Malgré les divergences, les deux camps semblaient toutefois bien décidés à poursuivre les discussions, « jusqu’à la fin de l’année et au-delà » si nécessaire a insisté, le 22 décembre, Michel Barnier, le négociateur en chef européen. « Notre responsabilité est de continuer cette négociation très difficile. Jamais nous n’avions négocié un tel accord dans un délai aussi court. Ça fait à peine neuf mois que nous négocions », a-t-il rappelé.
Vers une mise en œuvre provisoire avant ratification par le Parlement européen ?
Mais l’hypothèse d’une « rallonge », souhaitée par les Européens l’an passé, est désormais jugée « impossible » à Bruxelles. Le traité de retrait permettait à Londres de demander cette extension d’un an ou de deux ans mais une seule fois seulement. La décision devait être prise avant le 1er juillet 2020 : Boris Johnson s’y était définitivement opposé.

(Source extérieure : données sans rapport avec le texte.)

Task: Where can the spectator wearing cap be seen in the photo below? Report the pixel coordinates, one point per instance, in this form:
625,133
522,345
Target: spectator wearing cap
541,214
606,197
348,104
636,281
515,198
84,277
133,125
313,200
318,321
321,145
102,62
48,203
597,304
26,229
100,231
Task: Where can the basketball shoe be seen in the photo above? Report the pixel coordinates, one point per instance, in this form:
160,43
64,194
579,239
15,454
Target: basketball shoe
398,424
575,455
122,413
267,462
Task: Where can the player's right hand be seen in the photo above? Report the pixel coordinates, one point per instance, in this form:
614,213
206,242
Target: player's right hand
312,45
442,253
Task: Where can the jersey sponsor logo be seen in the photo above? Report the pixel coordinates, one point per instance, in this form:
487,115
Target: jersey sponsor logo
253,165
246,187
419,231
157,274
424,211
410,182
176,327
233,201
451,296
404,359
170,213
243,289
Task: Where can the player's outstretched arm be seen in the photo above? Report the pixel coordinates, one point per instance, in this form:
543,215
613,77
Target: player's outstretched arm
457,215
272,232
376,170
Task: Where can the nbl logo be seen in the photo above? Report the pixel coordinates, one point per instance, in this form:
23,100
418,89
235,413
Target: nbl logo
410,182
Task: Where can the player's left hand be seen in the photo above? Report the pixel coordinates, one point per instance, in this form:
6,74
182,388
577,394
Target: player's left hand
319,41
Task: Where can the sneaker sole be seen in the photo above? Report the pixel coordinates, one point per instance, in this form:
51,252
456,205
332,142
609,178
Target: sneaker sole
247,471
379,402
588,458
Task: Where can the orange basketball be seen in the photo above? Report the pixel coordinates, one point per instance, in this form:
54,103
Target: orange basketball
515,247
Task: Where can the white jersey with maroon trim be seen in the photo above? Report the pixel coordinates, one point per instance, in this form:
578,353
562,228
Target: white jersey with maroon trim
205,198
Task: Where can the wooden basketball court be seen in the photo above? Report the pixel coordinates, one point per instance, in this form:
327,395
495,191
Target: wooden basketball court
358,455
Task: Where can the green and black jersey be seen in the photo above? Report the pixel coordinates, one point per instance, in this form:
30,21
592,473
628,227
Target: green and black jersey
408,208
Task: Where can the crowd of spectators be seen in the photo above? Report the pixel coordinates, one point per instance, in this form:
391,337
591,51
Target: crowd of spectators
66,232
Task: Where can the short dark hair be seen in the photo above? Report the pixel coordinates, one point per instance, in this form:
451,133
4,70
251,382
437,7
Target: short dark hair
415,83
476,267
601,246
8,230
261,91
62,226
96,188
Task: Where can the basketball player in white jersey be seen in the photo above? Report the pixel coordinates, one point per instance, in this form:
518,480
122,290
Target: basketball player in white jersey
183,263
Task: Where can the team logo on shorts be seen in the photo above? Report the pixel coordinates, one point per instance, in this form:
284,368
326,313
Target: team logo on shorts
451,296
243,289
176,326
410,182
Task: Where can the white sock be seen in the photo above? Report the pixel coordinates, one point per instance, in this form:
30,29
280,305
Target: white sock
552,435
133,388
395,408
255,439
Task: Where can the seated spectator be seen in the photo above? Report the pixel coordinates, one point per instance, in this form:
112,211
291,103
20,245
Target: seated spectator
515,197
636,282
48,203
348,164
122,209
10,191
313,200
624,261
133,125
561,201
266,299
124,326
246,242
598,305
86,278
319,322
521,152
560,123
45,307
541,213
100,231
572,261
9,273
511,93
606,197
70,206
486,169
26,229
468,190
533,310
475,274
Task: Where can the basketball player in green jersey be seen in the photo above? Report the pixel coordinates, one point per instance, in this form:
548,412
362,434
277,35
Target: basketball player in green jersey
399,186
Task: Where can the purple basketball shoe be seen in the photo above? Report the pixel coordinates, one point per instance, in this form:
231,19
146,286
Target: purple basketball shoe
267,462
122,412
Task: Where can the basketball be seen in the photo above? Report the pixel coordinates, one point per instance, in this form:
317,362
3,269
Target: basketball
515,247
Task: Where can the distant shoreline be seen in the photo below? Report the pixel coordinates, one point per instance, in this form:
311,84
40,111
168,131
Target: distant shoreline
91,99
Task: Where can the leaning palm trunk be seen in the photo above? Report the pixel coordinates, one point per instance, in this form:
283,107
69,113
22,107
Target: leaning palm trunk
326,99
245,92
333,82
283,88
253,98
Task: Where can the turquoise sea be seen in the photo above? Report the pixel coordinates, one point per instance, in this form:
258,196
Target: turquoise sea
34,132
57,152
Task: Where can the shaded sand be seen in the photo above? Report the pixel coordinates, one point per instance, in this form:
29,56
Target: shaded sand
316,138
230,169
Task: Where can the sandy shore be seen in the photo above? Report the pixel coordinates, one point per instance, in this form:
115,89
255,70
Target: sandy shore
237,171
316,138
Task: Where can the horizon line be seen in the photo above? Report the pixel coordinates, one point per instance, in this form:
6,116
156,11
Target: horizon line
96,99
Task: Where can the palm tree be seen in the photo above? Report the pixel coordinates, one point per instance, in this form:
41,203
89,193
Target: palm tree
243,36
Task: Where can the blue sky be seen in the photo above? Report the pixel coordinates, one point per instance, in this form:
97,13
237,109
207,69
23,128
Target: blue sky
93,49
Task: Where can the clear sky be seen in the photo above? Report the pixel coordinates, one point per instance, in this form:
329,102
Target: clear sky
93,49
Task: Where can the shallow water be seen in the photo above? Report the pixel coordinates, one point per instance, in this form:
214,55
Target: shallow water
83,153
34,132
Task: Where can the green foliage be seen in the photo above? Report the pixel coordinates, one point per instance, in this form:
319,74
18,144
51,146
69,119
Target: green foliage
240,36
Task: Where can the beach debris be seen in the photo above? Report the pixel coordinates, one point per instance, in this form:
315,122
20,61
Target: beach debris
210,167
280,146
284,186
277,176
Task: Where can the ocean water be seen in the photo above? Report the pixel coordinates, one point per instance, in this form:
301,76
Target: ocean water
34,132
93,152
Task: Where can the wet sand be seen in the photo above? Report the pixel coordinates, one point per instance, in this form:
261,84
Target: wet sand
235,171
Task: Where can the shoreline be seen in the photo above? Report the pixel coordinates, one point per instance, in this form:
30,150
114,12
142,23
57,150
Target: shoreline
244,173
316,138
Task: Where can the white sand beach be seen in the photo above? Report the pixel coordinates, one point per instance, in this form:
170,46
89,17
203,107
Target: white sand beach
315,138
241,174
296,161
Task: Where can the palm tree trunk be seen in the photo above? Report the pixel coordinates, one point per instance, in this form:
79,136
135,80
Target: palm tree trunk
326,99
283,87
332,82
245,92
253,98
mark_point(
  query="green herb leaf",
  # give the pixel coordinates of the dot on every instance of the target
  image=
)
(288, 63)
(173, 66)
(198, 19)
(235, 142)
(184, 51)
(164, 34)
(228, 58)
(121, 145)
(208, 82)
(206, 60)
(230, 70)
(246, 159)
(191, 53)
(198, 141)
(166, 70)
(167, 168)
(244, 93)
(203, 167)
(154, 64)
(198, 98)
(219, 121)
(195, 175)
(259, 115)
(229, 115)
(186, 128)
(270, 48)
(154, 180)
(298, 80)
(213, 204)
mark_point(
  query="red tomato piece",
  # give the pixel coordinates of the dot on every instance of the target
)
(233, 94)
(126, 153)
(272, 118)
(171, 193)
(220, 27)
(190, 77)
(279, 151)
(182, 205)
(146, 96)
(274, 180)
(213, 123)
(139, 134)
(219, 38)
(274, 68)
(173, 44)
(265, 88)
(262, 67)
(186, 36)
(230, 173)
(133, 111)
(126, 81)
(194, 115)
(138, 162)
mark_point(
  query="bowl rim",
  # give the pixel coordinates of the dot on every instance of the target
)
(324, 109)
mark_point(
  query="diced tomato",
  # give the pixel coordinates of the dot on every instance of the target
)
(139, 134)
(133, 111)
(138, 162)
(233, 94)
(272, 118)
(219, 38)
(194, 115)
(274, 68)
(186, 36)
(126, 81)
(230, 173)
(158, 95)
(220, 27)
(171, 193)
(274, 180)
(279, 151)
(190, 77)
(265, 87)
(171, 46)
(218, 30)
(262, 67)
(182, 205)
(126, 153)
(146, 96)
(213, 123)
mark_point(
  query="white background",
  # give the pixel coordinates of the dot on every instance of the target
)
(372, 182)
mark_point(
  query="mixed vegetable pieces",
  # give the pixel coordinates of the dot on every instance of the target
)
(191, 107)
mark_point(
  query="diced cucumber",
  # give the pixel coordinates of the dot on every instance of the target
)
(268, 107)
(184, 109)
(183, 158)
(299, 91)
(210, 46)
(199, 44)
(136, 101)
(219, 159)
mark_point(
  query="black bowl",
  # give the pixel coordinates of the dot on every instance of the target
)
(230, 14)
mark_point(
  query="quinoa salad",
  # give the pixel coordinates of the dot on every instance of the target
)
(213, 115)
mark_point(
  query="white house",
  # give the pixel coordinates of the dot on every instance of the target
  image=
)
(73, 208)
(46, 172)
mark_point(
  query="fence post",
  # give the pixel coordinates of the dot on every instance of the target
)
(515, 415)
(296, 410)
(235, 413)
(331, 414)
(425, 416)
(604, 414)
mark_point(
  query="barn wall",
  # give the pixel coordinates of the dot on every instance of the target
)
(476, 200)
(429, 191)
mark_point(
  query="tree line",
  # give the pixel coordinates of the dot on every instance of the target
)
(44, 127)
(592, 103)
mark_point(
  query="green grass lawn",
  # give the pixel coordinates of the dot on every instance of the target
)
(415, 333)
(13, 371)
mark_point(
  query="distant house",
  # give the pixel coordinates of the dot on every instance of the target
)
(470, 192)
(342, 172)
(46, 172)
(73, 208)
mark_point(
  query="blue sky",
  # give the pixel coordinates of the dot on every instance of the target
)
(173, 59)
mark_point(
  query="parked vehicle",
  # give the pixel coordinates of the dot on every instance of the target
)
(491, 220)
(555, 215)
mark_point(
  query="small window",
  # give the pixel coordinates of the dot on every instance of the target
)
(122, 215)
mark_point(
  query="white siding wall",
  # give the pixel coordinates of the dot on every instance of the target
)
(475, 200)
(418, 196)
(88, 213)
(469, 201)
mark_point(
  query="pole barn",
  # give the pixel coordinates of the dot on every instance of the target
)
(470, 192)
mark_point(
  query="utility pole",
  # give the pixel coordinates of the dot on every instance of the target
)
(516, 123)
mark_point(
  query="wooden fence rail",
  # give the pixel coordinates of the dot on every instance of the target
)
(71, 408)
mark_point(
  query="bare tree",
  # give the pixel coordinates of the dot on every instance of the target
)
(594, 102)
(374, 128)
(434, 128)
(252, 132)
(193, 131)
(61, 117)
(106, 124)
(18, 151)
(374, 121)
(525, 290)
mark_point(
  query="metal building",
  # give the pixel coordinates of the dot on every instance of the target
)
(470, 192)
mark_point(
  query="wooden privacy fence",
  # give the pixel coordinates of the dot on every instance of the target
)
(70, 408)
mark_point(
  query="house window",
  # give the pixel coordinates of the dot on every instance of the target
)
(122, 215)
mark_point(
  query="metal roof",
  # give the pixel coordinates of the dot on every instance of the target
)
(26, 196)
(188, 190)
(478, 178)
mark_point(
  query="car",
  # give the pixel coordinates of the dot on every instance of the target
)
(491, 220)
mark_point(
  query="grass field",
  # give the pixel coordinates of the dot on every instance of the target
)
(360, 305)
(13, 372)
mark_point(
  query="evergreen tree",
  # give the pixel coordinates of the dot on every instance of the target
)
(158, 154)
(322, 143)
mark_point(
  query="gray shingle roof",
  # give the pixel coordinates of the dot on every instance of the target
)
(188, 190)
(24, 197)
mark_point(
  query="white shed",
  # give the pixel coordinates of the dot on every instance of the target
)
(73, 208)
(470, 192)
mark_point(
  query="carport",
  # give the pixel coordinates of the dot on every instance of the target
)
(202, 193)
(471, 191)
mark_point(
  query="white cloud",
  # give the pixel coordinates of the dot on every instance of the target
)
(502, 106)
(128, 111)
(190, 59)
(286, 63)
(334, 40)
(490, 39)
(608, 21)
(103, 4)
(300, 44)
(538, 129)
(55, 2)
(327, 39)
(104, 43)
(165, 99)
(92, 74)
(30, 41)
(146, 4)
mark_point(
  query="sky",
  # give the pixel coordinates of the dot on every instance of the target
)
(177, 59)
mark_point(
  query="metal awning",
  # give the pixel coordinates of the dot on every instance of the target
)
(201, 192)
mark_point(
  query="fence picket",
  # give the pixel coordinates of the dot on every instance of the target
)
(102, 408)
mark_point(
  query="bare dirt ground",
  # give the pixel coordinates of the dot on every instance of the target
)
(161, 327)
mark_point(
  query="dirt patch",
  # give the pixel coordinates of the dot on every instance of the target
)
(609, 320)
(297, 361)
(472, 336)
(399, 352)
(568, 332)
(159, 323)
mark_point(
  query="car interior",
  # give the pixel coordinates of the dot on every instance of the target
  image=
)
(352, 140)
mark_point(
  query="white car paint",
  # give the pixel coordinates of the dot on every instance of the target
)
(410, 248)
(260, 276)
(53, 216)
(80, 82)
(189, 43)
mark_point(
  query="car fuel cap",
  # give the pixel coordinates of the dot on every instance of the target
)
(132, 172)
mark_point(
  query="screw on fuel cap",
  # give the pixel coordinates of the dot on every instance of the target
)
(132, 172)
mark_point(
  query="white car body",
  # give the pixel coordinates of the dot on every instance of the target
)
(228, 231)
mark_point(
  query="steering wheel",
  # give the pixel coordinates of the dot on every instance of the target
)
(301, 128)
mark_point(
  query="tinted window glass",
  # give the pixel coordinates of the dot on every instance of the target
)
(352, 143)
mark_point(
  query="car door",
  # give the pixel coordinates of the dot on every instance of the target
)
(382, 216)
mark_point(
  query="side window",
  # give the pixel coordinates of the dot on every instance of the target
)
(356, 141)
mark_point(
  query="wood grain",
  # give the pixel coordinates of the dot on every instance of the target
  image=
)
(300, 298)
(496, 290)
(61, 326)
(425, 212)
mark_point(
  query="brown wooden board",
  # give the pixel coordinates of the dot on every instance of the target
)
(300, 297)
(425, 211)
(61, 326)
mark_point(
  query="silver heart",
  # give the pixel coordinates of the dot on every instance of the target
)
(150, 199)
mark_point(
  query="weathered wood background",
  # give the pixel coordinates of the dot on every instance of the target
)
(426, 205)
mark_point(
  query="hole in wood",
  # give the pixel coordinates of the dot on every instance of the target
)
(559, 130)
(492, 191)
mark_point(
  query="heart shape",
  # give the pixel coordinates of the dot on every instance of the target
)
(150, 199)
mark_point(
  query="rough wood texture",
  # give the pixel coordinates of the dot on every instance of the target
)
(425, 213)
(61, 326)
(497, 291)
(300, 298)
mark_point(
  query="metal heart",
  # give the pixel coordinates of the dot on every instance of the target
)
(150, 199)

Les difficultés causées par la Covid-19 n’ont pas changé d’un iota la position du gouvernement britannique. Alors que le virus mutant a provoqué, depuis le 20 décembre, le blocus du Royaume-Uni, entraînant des perturbations majeures aux principaux points de passage depuis et vers le continent, certains responsables politiques britanniques sont à nouveau montés au front afin de se libérer de la « pression inutile » du calendrier.
Sadiq Khan, le maire travailliste de Londres, qui avait milité contre la sortie du Royaume-Uni de l’UE, presse donc le gouvernement de « demander officiellement une extension de la période de transition ». La Première ministre écossaise Nicola Sturgeon, également anti-Brexit, avait exprimé le même souhait le 20 décembre.
« La seule chose qui pourrait jeter de l’huile sur le feu serait de revenir sur une chose dont on a déjà convenu la fin, c’est à dire la fin de la période de transition qui s’achèvera la 31 décembre. C’est exclu de revenir la dessus » a rétorqué Grant Shapps, le ministre des Transports. La question est donc tranchée.
Dans cette interminable saga du Brexit, une chose est désormais certaine : si un compromis était réellement scellé au cours de ces prochaines heures, il risque de ne pas pouvoir être ratifié à temps par le Parlement européen (PE) pour entrer en vigueur le 1er janvier. Les eurodéputés exigent plus de temps pour analyser les 2000 pages du texte avant de donner leur blanc seing à cet accord qui définira la relation future entre l’UE et le Royaume-Uni.
Des solutions sont possibles pour éviter un divorce dur. « Il pourrait être mis en œuvre à titre provisoire puis ratifié formellement par les parlements à Londres et à Bruxelles en 2021 », explique-t-on à la Commission, où des armées de juristes planchent sur les différents scénarios possibles.
Dans le cas contraire il deviendrait plus difficile d’éviter un « no-deal » avec son lot de complications – nouvelles barrières tarifaires et non tarifaires – comme le montrent les interminables files de camions qui anticipent depuis des jours la sortie du marché commun.